Depuis son premier long métrage Laissons Lucie faire ( 2000) le cinéma d’Emmanuel Mouret, à l’image des jeux de mots des titres de ses films ouvre , habilement à la mise en scène de la provocation des apparences qui s’y jouent. Celles dont la Lucie du couple en questions allait devoir faire face aux dérèglements inattendus, qui s’y installaient. Les actes et les mots révélateurs des comportements et des contradictions dont chacun n’assume pas toujours les répercussions sur l’autre – et ou – les autres . La thématique du Marivaudage et de la parole qui lui sert d’alibi , est le support via lequel le cinéaste construit ses récits où l’influence de la littérature du 18 ème siécle , est présente dans les dialogues où le comportement amoureux y est disséqué, sous toutes les formes. Ici , sa comédie de l’amour et ce qu’elle reflète de légèreté et de gravité réunies, où le rire et le burlesque s’insinuent subtilement au cœur des quiproquos. Avec le tumulte qui y résonne en blessures d’amour-propre douloureuses au cœur desquelles le sentiment de vengeance peut , parfois s’inscrire. Comme c’était le cas dans son précédent film : Mademoiselle de Joncquières d’après Diderot ( 2018 ) où Madame de la Pomeraye humiliée par le libertin marquis des Arcis…lui fera subir en retour , le même sort !. Ici , le cinéaste nous immerge en plein cœur d’un récit choral , où chacun des personnages empêtré dans les choses qu’il a « dites » , va devoir : « … se confronter à ses paroles : fera-t-il ce qu’il a dit ? , est-il vraiment celui qu’il prétend être ?, le suspense du cinéma peut être aussi crée par la parole , et c’est au spectateur de s’amuser à mesurer l’écart entre celles–ci et les actions qui suivront », relève le cinéaste . L’angle d’approche ainsi fixé , le spectateur en devient l’observateur privilégié de la complexité des personnages et de cette inconstance qui s’insinue entre le « dire et le faire », de la parole et des actes de chacun. La contradiction qui n’y a pas été confronté ? . Le cinéaste multiplie les érrances de chacun de ses personnages pris au piége , empêtré entre désir et volonté , entre le passage à l’acte et sa concrétisation. Celle dont on découvre justement, cette « indécision » chez Maxime ( Niels Schneider) le jeune traducteur qui se verrait bien en écrivain …mais qui préfère « écouter » les autres raconter… leurs histoires d’amour !. D’autant qu’il vient à peine de sortir d’une relation compliquée, et qu’il a besoin de faire un « break » …

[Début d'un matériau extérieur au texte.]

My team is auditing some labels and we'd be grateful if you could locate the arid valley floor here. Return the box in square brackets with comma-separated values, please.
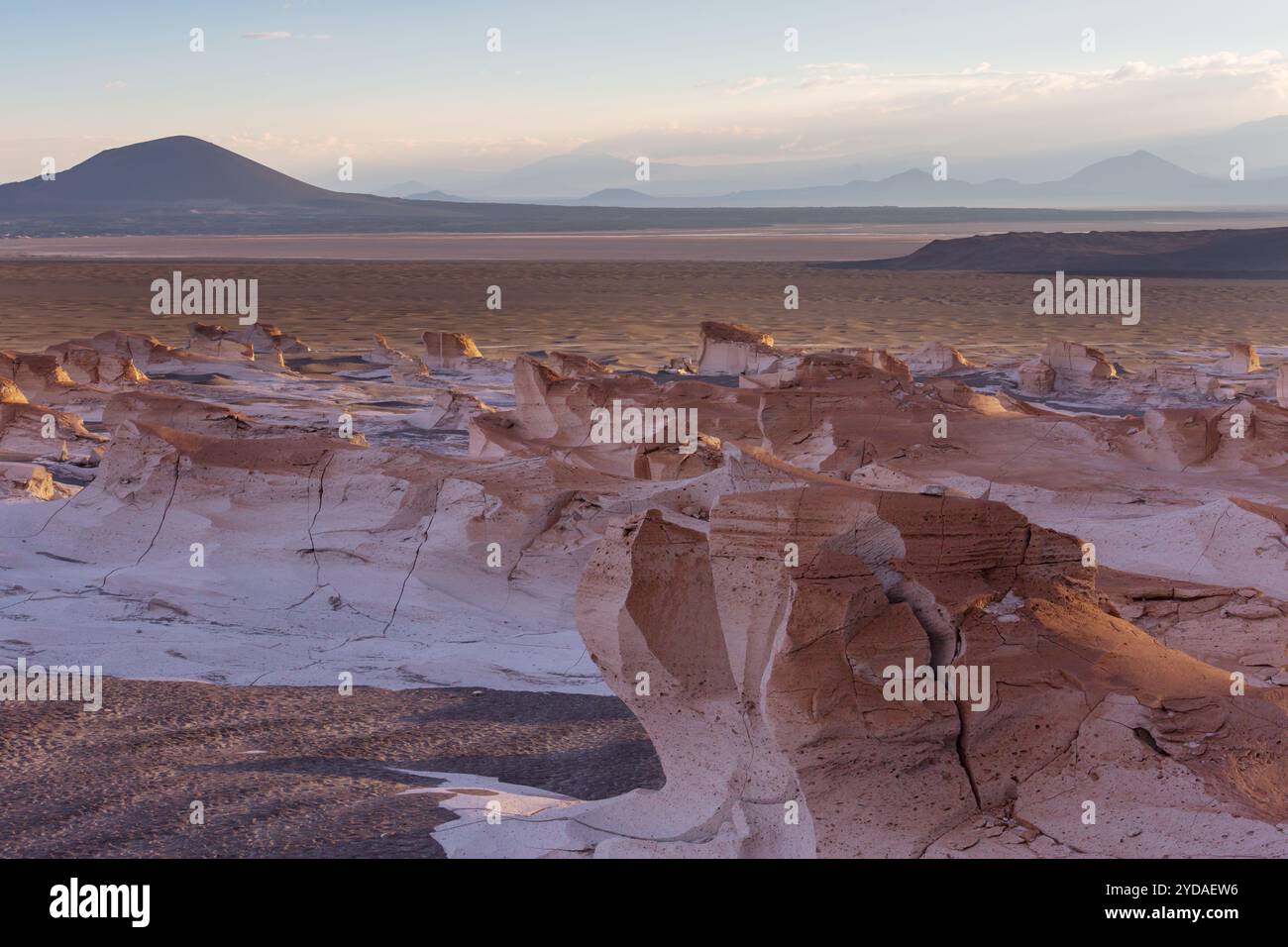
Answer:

En quête d’inspiration , il accepte la proposition de son cousin François ( Vincent Macaigne ) qui l’invite dans sa maison Provençale , où en l’absence provisoire de ce dernier pour rendez-vous d’affaires, il est accueilli par la femme enceinte de celui-ci , Daphné ( Camélia Jordana). Maxime lui confiera les raisons qui l’ont amené à accepter l’invitation . Celle-ci , subjuguée par son récit de déception amoureuse , se laissera à son tour , aller aux confidences … au cœur desquelles s’installe une certaine stimulation pour Maxime et son désir d’écrire . Les mots de Daphné – au fil de ces échanges empreints de complicité et d’intimité, et où le double désir… semble s’insinuer . Désir d’écrire et -ou- attraction de l’autre ? . Subtilement Emanuel Mouret y inscrit la dimension qui s’y joue . Celle du passage à l’acte , à la fois de la création artistique stimulée pour Maxime, mais aussi à celle de l’éveil amoureux … qui pourrait se concrétiser entre eux ? Le dilemme du dire et du faire , et de ce qu’ implique au delà du ressenti et des pulsions, le passage à la concrétisation, ouvrant au questionnement moral , qui le sous-tend . C’est sur ce point que le récit, dès lors , inscrit la dimension qui l’ouvre à une réflexion passionnante au cœur de laquelle la démarche cinématographique du cinéaste se fait l’écho . Celle de l’art et de la vie qui s’y conjuguent, en une sorte d’osmose , sachant que la plupart de ses héros à l’image de Maxime sont impliqués dans le domaine artistique. Gaspard est Professeur de littérature , David Documentariste , Louise s’adonne à la peinture et Daphné est monteuse de cinéma . Dans L’art d’Aimer ( 2011) Emmanuel Mouret introduisait la réflexion sur la fidélité et la durée des sentiments , dont on retrouve ici le questionnement de ses personnages confrontés à la séduction et au désir qui les mettent à l’épreuve . Ouvrant à celui , sur l’inconstance humaine évoquée , celle à laquelle les individus qui sont plongés dans les épreuves amoureuses difficiles , cherchent à s’en extraire ! . Une période difficile d’indécision , faite de maladresses , où le dilemme moral freine leurs profonds souhaits de vouloir changer de vie. La gravité et la mélancolie qui s’empare d’eux , face à ce « saut dans le vide« , vers l’inconnu d’une autre vie possible à envisager !. La conduite du récit sur ce point , est magnifique dans tout ce qu’elle met en jeu et révèle de chacun , de ses craintes et de ses obsessions ….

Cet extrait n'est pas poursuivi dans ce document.